I’m more concerned with what I circled, it looks like a seat cut in the rafter where there shouldn’t be one, a major mistake and a guaranteed failure point. You’re inspector didn’t say anything about that, or am I just seeing things?


----------



## tinner666 (Mar 14, 2005)

Good eye Ron:thumbsup: and good question too!


----------



## NewOwner32 (Jul 10, 2012)

Thanks for taking a look at the pictures.

The house is a modular home that was built off-site. The roof was laying flat when the home was shipped and lifted (on a hinge?) after the house was in place. I'll have to take a closer look the next time I'm in the house, but I think those cuts you circled may have something to do with the hinge system. Either way, the inspector never brought it up.

As for being "short nailed," are you saying that if the studs were longer - and tightly secured between the floor and the wall - the wood wouldn't have twisted? 

Any idea what would have caused the wood to twist? The roof has been in place for approximately five months. I can't say for sure that the wood wasn't always bent, however.

Thanks!


----------



## Windows on Wash (Aug 30, 2011)

Scary...cutting into beams like that and nailing them together.


----------



## kwikfishron (Mar 11, 2010)

NewOwner32 said:


> Thanks for taking a look at the pictures.
> 
> The house is a modular home that was built off-site. The roof was laying flat when the home was shipped and lifted (on a hinge?) after the house was in place. I'll have to take a closer look the next time I'm in the house, but I think those cuts you circled may have something to do with the hinge system. Either way, the inspector never brought it up.
> 
> ...


By “short nailed” I mean not enough nails. For example if the bottom of #18 was nailed properly it would not have been able to move (twist) like that.

Those notches still concern me, maybe if you get back up there you can take a closer picture of one of them and measure how much “meat” of the rafter was left after they cut the notch.


----------



## drtbk4ever (Dec 29, 2008)

Wow Kwik, good eyes.

Guys, are these pre-engineered trusses? It looks like that stud wall was added after the fact. I would expect that if that wall was load bearing, it would have been factored (and built) into the truss system.

I think this photo better shows what Kwik was talking about.


----------



## Duckweather (Mar 26, 2012)

I worked at a modular house company and they build their trusses on site, (engineered), with a wall like that in the middle of each "box". It was only supposed to hold up the roof until it was unfolded and completely assembled. They were usually taken out but sometimes overlooked. They were mostly made of utility grade lumber and may have been twisted before they went in. You can contact the manufacturer and they can probably tell you what they are. If they are temporary, maybe not but, you could take them out. They make good kindling wood. If they are a support then for looks some, (or all and a top plate added), should be replaced.


----------



## kwikfishron (Mar 11, 2010)

Well that’s all great but it doesn’t explain the floating seat cuts.

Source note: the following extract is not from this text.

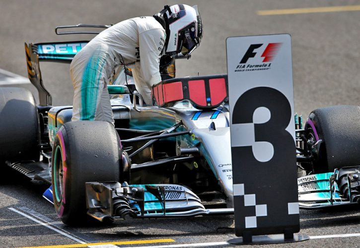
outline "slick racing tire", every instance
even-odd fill
[[[318,109],[309,116],[305,125],[308,140],[321,139],[315,156],[316,173],[360,165],[360,107],[337,106]]]
[[[38,161],[40,142],[39,115],[31,93],[0,87],[0,165],[6,161]]]
[[[90,218],[86,182],[119,182],[120,147],[109,123],[71,122],[61,127],[53,146],[52,179],[55,209],[63,223],[82,225]]]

I assume the gang nails above them are an engineered fix but why are they there in the first place.


----------



## 747 (Feb 11, 2005)

Need to ask the one guy. I don't remember his username. He was on contractor talk. He was a expert on modular builds.


----------



## gregzoll (Dec 25, 2006)

kwikfishron said:


> Well that’s all great but it doesn’t explain the floating seat cuts.
> 
> I assume the gang nails above them are an engineered fix but why are they there in the first place.

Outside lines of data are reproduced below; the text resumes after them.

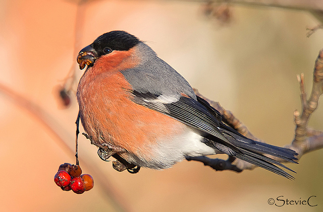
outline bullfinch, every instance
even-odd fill
[[[185,157],[226,154],[280,175],[293,150],[242,135],[197,96],[187,81],[144,42],[123,31],[98,37],[77,57],[87,67],[77,91],[91,143],[139,167],[166,169]]]

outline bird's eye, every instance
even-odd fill
[[[109,54],[112,51],[112,49],[111,49],[109,47],[106,47],[103,50],[103,52],[104,52],[105,54]]]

Those cuts, are so that the roof lays flat over that 1 1/2 pipe running along the wall in the back, while the transport the structure over the road.


----------



## joecaption (Nov 30, 2011)

On the modulers I've worked on what your looking at is gussets not cuts.


----------



## Duckweather (Mar 26, 2012)

joecaption said:


> On the modulers I've worked on what your looking at is gussets not cuts.

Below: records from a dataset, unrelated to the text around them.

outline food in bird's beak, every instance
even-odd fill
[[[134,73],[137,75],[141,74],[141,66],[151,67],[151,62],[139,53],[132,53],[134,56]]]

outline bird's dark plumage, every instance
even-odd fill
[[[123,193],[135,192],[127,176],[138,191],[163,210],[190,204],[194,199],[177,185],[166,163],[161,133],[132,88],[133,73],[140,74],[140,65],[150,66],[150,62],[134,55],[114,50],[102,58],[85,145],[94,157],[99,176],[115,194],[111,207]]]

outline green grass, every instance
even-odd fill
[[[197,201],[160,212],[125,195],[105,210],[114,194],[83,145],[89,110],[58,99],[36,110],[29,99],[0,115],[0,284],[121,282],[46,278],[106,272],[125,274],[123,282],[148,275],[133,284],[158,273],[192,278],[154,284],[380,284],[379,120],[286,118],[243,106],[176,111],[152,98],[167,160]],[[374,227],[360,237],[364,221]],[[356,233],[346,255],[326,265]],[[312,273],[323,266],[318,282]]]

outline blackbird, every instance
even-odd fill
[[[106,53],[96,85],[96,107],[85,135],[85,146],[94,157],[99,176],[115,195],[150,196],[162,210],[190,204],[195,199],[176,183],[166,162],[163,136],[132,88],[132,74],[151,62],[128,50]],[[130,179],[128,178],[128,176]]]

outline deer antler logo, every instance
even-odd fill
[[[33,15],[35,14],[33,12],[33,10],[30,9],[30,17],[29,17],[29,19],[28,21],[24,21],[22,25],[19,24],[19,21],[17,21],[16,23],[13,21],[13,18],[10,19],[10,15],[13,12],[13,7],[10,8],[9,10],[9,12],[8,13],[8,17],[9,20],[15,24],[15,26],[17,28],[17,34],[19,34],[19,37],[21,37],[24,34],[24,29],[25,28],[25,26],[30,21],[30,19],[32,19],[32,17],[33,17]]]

You may be right on Joe. If you take a good look at them they may even be the hinges the roof pivots up on.


----------



## mae-ling (Dec 9, 2011)

Not sure about replacing the twisted 'studs' looks like they are part of the overall truss system. They have metal plates holding them on at the top.


----------



## Duckweather (Mar 26, 2012)

You never can tell with modular companies. They don't use hammers very often. I think they would install windows and cabinets with gang nail plates if it was faster.


----------



## sixeightten (Feb 10, 2009)

We had some trusses one time that had a hinged gusset near the top. It was basically a half truss and you swung that top member up to meet the top member from the other side. They have to be cut like that to allow them to swing up without binding.


----------



## NewOwner32 (Jul 10, 2012)

kwikfishron said:


> Those notches still concern me, maybe if you get back up there you can take a closer picture of one of them and measure how much “meat” of the rafter was left after they cut the notch.


Here's a closer look.

Thanks again, everyone, for all your advice!


----------



## kwikfishron (Mar 11, 2010)

Thanks for posting that 32. 

I have to say I’ve never seen anything quite like that one before. I’m sure it’s all engineered and is just fine.

I see now that board stretchers really do exist, in the manufactured home industry anyway. :blink:

It looks like they scabbed on another piece (minus the gang nails) for the tail.

You have an awful lot of light showing through there for no bird blocks. Is there a closed vented soffit?


----------